In less than two weeks, several acts of “racially charged and offensive” vandalism have been committed on the Emerson College campus, according to college officials.
College officials said Thursday that a phrase derogatory to whites was found scribbled in an elevator in the Paramount residence hall this past weekend. On Wednesday night, Emerson officials were told that a derogatory term toward women was found written on a student’s white board as well as on a bulletin board in Piano Row residence hall.
Emerson College officials also confirmed today that the phrase “wake up white America” was also uncovered Wednesday night on the men’s bathroom mirror in the Iwasaki Library.
“Hurtful acts like these cause harm to all members of our community and undermine the ability of students to learn and study in the context of a safe and supportive environment,” the letter said. “These recent events have a detrimental effect on the campus climate.”
And in a letter to the Emerson community dated Feb. 11, Dean of Students Ronald Ludman reported that vandals defaced an elevator with an “offensive and hurtful act of vandalism.” On Feb. 9, a word derogatory to blacks was scrawled on the exterior of an elevator in the Little Building residence hall, and another offensive phrase was written inside the elevator.
The letter said that the graffiti had been removed by facilities personnel. Residents of the Little Building were notified about the incident that same day.
“An act of intolerance against any member of this community is an act of intolerance against all of us,” Ludman wrote. “Hateful graffiti is a clear violation of this College’s principles of civility and decency. Each of us has a responsibility for shaping the community climate under which we live, work and learn.”
Emerson college officials said the identities of the vandals are unknown, and that the investigation is ongoing.

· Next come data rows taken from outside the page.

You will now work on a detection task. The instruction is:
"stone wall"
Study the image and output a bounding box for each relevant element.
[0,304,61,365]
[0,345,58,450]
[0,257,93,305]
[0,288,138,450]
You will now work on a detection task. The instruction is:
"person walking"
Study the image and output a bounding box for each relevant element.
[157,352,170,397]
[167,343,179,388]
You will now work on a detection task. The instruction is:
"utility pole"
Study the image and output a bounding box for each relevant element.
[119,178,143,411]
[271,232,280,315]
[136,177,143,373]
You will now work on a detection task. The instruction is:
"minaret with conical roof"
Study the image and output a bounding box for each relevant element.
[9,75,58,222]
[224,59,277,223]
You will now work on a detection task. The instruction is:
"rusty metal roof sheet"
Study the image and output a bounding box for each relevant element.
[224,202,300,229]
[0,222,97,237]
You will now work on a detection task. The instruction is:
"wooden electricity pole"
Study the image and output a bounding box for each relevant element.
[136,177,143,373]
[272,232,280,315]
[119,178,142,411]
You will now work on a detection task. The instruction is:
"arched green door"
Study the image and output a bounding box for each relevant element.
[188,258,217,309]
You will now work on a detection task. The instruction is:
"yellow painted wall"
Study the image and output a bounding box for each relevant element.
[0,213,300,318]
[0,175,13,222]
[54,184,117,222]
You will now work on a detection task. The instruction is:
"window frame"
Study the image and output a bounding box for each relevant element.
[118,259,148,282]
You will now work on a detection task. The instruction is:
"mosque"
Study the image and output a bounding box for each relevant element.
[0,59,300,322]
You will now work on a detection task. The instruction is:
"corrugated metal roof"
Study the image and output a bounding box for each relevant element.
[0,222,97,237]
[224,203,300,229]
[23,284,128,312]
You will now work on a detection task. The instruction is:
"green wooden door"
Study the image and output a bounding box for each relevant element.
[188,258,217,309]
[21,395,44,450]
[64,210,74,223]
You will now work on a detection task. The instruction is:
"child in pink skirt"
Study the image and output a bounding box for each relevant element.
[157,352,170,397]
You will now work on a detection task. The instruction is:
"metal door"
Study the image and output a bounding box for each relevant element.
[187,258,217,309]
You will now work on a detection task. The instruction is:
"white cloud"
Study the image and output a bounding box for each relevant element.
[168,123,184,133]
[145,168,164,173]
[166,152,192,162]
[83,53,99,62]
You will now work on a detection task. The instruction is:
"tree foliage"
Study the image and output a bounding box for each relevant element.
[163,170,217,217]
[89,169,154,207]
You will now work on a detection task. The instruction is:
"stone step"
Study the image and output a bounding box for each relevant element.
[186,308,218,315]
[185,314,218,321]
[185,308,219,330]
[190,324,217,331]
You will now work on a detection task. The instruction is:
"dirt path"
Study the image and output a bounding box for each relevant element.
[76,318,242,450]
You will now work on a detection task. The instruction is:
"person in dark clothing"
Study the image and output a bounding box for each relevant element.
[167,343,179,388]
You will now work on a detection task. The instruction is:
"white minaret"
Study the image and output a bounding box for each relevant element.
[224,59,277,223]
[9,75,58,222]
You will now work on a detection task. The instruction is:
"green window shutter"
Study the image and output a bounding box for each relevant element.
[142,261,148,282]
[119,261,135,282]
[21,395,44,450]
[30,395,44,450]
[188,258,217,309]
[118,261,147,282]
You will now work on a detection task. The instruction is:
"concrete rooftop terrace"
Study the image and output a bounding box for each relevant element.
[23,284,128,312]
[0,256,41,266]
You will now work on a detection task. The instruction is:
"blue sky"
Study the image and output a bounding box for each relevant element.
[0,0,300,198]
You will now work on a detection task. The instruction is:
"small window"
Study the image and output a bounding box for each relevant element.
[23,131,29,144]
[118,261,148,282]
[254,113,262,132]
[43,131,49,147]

Sylvia Spears, the Vice President for Diversity and Inclusion at Emerson College, said in a phone interview today that there is no evidence suggesting these incidents are related.
Spears also said that no college campus is immune to acts of offensive vandalism.
"It’s not unexpected that on occasion something like this will happen on a college campus," she said. "And it provides real teachable moments for our community."
In response to these incidents, “community gatherings” were held in the Little and Paramount residence halls, the message said. A similar meeting will take place in
the Piano Row residence hall. The college will also be offering diversity education programs through the Office of Diversity and Inclusion and the Division of Student Affairs.
"Sometimes people will do something that they think is funny or what they perceive as harmelss, or acting out," Spears said. "And it's our job as educators to help the community and whoever committed these acts ... to recognize that their intentions might have just been to be provocative, but that the impact on members of our community might be different than they intended."